Le Temps: Comment allez-vous travailler avec l’UDC qui a poignardé le Parti libéral-radical dans le dos en votant contre Johann Schneider-Ammann?

Fulvio Pelli: Je pense que nous devrons rapidement mener des discussions avec l’UDC sur la manière dont nous pouvons collaborer pour l’avenir politique de ce pays.

– Sur quoi porteront ces discussions?

– Il y a un problème avec l’UDC. Ce parti ne respecte jamais ses partenaires. Ils ont un vrai problème de personnel politique. De plus, ils pensent toujours que les autres sont dans l’erreur.

– L’UDC s’est pourtant jouée de vous en réclamant une alliance contre l’élection d’Eveline Widmer-Schlumpf sans tenir sa promesse de soutien de «vos» conseillers fédéraux. Pourquoi n’êtes-vous pas plus sévère?

– Il est vrai que le Parti libéral-radical ne peut pas continuer à œuvrer pour le rétablissement de la concordance et ensuite se faire attaquer de manière gratuite et inutile.

– L’UDC vous reproche de n’avoir pas apporté toutes vos voix pour faire échouer l’élection d’Eveline Widmer-Schlumpf…

– Ce reproche est absolument sans fondement, comme le prouve le résultat de l’élection de la conseillère fédérale Eveline Widmer-Schlumpf.

– Estimez-vous que l’UDC est encore, après ces événements, un parti crédible et fréquentable?

– Je peux comprendre leur difficulté à accepter d’être sous-représentés au Conseil fédéral, mais je ne suis pas d’accord avec leurs méthodes. S’ils poursuivent ce type de stratégie, ils n’obtiendront jamais le deuxième siège auquel ils ont légitimement droit. Pour le conquérir, le seul moyen consiste à gagner la confiance d’une majorité de l’Assemblée fédérale. Cependant, nous pouvons trouver un terrain d’entente sur des dossiers politiques.

– Lesquels?

– Nous continuerons à travailler avec eux sur les thèmes habituels économiques et financiers.

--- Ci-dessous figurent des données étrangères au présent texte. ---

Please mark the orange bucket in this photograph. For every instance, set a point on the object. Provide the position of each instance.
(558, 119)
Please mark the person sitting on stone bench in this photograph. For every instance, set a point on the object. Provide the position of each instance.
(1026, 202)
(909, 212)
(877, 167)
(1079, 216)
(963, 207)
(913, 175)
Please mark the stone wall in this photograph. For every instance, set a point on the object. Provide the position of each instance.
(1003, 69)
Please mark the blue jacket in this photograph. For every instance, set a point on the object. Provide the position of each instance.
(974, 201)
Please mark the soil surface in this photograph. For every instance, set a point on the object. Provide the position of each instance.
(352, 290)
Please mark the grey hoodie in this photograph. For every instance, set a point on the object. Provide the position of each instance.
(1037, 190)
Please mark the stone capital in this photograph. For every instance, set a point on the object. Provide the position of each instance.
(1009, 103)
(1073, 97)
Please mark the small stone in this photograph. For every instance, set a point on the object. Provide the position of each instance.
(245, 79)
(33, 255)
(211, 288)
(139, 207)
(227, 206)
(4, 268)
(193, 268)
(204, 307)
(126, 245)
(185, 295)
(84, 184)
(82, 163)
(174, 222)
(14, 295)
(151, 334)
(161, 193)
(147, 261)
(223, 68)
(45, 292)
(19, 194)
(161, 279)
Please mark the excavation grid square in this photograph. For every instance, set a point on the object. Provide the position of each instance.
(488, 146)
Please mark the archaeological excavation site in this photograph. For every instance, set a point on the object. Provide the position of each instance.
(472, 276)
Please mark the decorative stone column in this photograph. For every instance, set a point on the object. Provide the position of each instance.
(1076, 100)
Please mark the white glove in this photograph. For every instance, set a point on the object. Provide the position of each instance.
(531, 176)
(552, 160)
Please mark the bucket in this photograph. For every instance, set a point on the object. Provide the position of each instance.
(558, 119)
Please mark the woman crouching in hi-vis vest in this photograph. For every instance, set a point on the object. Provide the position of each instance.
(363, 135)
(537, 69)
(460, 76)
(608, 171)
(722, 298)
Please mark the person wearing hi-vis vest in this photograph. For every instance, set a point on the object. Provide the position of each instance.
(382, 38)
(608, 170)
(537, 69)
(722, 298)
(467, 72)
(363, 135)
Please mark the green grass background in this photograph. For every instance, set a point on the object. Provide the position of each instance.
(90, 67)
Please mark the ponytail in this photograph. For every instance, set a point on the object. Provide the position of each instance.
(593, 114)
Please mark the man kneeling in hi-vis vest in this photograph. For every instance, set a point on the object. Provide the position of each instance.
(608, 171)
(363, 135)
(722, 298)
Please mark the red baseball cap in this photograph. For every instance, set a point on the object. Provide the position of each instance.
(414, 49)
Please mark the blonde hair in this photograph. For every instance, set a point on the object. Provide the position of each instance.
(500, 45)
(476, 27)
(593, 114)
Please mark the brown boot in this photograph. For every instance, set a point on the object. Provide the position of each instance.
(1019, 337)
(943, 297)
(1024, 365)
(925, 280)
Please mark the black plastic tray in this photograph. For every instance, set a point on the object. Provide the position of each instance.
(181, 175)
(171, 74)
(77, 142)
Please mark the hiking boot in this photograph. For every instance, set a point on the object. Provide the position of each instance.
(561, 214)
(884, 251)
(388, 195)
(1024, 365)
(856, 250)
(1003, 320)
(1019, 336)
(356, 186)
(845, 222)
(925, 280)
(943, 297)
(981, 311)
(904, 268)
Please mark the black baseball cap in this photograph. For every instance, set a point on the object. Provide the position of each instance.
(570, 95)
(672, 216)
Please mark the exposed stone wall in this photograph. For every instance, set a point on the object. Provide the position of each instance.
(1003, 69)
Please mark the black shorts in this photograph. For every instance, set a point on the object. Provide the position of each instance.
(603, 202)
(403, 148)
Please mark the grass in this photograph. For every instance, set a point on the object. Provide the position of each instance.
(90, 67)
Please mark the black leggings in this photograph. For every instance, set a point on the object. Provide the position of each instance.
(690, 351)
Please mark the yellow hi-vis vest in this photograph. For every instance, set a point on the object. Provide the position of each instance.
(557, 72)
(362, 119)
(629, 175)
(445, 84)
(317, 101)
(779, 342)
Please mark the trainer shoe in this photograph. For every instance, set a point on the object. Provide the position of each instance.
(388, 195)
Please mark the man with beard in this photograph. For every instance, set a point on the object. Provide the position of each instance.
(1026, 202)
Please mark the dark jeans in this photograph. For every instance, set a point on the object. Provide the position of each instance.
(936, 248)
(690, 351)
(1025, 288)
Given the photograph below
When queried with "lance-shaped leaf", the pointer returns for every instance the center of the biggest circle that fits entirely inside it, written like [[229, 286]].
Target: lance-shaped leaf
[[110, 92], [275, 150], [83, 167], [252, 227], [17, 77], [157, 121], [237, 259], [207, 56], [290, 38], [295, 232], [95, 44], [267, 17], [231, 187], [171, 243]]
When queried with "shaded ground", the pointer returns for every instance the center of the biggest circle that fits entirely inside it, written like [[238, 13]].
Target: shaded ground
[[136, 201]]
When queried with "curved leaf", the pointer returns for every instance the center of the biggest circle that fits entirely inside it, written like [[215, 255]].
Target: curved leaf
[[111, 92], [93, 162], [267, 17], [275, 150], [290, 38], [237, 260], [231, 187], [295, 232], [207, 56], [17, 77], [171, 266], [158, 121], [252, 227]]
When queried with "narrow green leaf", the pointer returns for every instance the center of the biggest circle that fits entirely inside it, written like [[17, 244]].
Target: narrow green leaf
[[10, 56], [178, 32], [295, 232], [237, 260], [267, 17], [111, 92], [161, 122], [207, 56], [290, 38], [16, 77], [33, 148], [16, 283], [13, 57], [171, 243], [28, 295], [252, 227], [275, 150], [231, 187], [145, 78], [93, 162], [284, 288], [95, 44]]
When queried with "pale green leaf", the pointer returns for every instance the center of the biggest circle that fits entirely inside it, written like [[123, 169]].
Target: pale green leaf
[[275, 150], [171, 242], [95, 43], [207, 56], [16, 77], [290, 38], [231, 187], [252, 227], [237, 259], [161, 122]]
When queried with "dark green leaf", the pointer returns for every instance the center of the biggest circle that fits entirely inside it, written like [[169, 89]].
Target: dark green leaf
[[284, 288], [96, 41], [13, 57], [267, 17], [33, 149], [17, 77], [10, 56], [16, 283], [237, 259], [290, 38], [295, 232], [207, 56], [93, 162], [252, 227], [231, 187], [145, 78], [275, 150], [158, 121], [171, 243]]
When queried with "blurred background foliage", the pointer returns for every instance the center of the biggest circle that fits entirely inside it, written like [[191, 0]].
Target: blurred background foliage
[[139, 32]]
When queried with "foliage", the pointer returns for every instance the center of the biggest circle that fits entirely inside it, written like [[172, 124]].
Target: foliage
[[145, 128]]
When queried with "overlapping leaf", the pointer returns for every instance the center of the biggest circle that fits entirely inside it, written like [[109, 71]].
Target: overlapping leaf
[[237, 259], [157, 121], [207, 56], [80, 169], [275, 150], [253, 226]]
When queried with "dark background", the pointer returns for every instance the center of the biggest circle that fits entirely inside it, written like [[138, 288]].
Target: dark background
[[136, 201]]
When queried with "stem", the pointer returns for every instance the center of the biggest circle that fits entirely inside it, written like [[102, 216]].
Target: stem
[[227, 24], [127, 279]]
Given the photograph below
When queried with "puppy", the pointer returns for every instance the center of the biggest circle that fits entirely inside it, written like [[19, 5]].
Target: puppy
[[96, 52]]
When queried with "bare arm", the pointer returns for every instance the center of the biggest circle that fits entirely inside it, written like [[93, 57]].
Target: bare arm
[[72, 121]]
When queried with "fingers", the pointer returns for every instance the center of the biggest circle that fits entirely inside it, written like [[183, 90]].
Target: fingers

– La menace de l’UDC de pratiquer une politique d’opposition vous paraît-elle sérieuse?

– L’UDC dispose d’une représentativité de plus de 25% dans la population. Cela entraîne des droits, mais aussi des obligations. La direction de l’UDC devrait comprendre qu’elle doit travailler au sein du gouvernement, en respectant le système politique suisse. C’est là toute la difficulté.

– Alain Berset sera-t-il un bon conseiller fédéral?

– Il a toutes les qualités requises, notamment la capacité de travailler en équipe. Le Parti socialiste sera pour nous parfois un partenaire, parfois un adversaire.

– Johann Schneider-Ammann devrait-il changer de département?

– Je n’en vois pas la nécessité. Il devrait tout au plus améliorer sa capacité de communication.